Thu Mar 31 00:43:39 CEST 2016

On 31/03/16 9:11 am, Hynek Vychodil wrote:
> On Wed, Mar 30, 2016 at 8:23 PM, Jason Douglas <jasond@REDACTED 
> <mailto:jasond@REDACTED>> wrote:
>
>     At very large sizes though, wouldn’t the map (with O(1) access)
>     become faster than the trie built by the compiler (which will be
>     proportional to lookup term length, when sufficiently dense)?
>
Suppose you are looking up a key of length L in a map, and that everything
goes right.  The hash function will (if it is a *good* one) examine 
every part
of the key, so hashing will take O(L).  Assuming everything goes right, it
will take O(1) time to find the right bucket and there will be only one item
in it, but it will take another O(L) to confirm that you have indeed 
found the
right key.  So maps are *NOT* O(1), they are O(L).

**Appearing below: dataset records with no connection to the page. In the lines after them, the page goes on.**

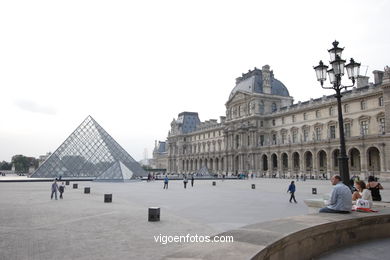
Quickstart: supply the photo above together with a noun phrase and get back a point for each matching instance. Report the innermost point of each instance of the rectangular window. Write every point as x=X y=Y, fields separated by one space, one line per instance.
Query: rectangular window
x=318 y=134
x=347 y=130
x=364 y=127
x=380 y=101
x=318 y=114
x=295 y=135
x=283 y=138
x=305 y=135
x=363 y=105
x=346 y=108
x=382 y=126
x=332 y=132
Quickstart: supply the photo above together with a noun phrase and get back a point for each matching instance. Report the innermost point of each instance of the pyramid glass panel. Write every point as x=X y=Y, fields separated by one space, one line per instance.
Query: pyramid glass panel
x=87 y=153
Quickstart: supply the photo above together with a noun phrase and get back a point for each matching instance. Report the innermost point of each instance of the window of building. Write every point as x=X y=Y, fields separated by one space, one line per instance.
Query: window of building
x=346 y=108
x=347 y=130
x=331 y=111
x=363 y=105
x=295 y=136
x=364 y=127
x=318 y=133
x=332 y=132
x=382 y=125
x=273 y=108
x=305 y=135
x=261 y=140
x=318 y=114
x=380 y=101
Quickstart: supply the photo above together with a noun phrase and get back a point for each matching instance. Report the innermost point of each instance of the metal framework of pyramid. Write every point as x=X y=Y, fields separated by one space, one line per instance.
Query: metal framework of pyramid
x=88 y=153
x=117 y=172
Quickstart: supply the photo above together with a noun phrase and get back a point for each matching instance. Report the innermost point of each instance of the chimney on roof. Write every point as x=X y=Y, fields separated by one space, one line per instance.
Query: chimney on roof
x=378 y=76
x=362 y=81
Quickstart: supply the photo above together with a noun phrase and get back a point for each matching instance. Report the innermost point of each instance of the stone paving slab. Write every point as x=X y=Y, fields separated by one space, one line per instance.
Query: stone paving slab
x=81 y=226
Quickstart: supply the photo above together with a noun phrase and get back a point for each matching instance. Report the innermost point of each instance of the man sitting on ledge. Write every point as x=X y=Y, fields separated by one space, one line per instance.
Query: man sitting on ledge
x=340 y=200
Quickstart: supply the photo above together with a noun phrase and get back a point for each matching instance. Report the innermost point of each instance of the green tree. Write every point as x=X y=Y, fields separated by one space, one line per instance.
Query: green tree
x=22 y=163
x=5 y=166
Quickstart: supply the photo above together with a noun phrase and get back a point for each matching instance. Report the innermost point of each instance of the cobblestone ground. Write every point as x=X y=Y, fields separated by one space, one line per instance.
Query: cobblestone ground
x=81 y=226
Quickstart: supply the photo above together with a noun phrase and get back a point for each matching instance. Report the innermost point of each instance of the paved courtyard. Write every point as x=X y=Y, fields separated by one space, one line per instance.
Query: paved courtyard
x=81 y=226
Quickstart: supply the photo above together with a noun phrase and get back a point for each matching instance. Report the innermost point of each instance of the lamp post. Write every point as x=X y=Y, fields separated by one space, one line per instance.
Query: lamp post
x=335 y=74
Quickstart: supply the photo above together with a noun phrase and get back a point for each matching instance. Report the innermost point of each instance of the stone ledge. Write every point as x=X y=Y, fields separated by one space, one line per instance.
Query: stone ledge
x=299 y=237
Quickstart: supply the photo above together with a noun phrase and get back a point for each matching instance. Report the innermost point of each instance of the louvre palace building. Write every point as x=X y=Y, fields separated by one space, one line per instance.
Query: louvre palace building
x=265 y=133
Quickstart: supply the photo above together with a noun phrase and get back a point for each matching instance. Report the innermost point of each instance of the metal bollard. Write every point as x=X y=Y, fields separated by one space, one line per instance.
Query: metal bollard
x=154 y=214
x=107 y=198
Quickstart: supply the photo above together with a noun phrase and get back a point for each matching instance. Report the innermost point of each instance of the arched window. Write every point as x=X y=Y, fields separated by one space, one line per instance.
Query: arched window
x=273 y=108
x=261 y=107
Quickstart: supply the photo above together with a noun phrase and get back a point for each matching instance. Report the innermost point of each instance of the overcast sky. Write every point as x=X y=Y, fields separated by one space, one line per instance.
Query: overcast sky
x=134 y=65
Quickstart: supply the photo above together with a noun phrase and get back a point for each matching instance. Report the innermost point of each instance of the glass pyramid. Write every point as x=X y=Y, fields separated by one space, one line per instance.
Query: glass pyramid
x=87 y=153
x=117 y=172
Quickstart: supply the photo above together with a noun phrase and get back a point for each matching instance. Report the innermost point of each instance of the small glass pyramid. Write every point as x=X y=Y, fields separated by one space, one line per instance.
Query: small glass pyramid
x=117 y=172
x=87 y=153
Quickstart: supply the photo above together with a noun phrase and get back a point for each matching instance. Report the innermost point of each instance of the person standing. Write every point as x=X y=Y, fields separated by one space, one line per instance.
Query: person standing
x=185 y=181
x=54 y=188
x=166 y=182
x=291 y=189
x=340 y=199
x=61 y=189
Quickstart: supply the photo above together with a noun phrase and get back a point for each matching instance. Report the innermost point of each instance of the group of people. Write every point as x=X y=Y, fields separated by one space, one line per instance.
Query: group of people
x=185 y=181
x=55 y=187
x=341 y=200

What about a trie?  A trie over a binary alphabet takes O(1) time per
element of the key, for a total of O(L).  The constant factor could go
either way depending on the implementation.

But of course this *isn't* a binary alphabet.  Let B be the average
branching factor of the trie; the cost will be O(L.B) with a linear
search at each node, O(L.log(B)) with a binary search at each node,
or O(L) with some sort of local hashing.  And this depends on exactly
what the compiler does, and may change from release to release.

For the record, I never said that the trie would beat a map.
I said it would beat lists:member/2.

Concerning good hash functions, see
"Hashing in Smalltalk: Theory and Practice" by Andrés Valloud.
It's not just the best book I know that explains how to actually
construct and evaluate hash functions for a variety of data
structures, it's the *only* one.  (I have a paper about how to
compute hash functions of sets and dictionaries; we can do a
lot better than the simplistic combine-using-plus-or-xor that's
usually done.  Haven't found a journal to take it yet.)